On the political front, Washington is actively reshaping Lebanon’s internal power balance through multiple initiatives. Israeli-born, former US envoy Amos Hochstein and current US Ambassador Lisa Johnson played a direct role in securing the election of Lebanese President Joseph Aoun and Prime Minister Nawaf Salam – something confirmed by several Lebanese MPs and pro-American journalists in Beirut. 

But this is only the beginning. New evidence points to deeper US involvement, particularly in selecting ministers and security chiefs and blocking Hezbollah-linked figures from positions in state institutions. The US and Saudi Arabia also tried pressuring Aoun and Salam to exclude Hezbollah’s allies from ministerial posts, which ended up forcing out key Christian and Sunni partners of the resistance. 

Washington is now focusing on securing strategic appointments in Lebanon, particularly in the judiciary, key ministries, and the central bank.
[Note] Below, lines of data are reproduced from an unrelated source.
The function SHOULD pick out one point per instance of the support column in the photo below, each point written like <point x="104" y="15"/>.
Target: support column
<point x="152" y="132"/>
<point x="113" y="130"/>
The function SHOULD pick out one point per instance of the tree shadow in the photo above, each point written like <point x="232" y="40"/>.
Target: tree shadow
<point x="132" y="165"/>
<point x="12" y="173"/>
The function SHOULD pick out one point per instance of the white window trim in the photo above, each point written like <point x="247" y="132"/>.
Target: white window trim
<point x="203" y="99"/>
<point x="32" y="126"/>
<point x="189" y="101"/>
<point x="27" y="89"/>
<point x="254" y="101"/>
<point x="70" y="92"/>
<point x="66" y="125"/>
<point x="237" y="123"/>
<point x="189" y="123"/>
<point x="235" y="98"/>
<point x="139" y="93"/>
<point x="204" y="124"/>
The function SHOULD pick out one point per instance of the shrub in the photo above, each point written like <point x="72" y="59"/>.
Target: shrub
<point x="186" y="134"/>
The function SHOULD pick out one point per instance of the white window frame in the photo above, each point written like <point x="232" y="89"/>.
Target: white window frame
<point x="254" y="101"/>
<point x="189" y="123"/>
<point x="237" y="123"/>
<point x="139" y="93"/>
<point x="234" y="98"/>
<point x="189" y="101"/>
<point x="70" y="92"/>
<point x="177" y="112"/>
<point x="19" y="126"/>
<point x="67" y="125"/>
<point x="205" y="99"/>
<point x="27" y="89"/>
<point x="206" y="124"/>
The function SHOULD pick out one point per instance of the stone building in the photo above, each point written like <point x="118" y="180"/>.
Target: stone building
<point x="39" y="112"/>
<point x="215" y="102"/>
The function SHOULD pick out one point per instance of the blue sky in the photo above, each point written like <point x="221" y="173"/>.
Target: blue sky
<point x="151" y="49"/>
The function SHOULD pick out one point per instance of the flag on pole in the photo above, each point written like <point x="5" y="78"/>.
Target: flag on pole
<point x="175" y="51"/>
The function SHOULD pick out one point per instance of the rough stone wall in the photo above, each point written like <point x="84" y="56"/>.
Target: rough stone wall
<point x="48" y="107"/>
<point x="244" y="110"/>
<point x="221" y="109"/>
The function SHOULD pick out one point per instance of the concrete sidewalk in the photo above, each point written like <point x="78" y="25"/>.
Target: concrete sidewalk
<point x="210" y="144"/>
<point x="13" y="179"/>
Reports indicate that US embassy staff directly pressured politicians, MPs, and business figures, warning them against attending Nasrallah’s funeral – threatening punitive measures for those who did. As a result, neither the president, prime minister, nor key party leaders attended.

Ultimately, Washington seeks to leverage post-war reconstruction efforts to pressure the Lebanese public into distancing itself from Hezbollah and the Amal Movement, making it clear that continued allegiance to these parties will come at a cost. This strategy also aims to influence the 2026 parliamentary elections, reducing Hezbollah’s electoral support.

The US aims to use Israel’s war in Lebanon to erase any opposition to normalization with Tel Aviv – regardless of the potential fallout, be it civil war, governmental collapse, or a divided Lebanese army. Whether Trump succeeds in achieving that goal – or instead triggers widespread Lebanese and even regional backlash – is yet to be seen.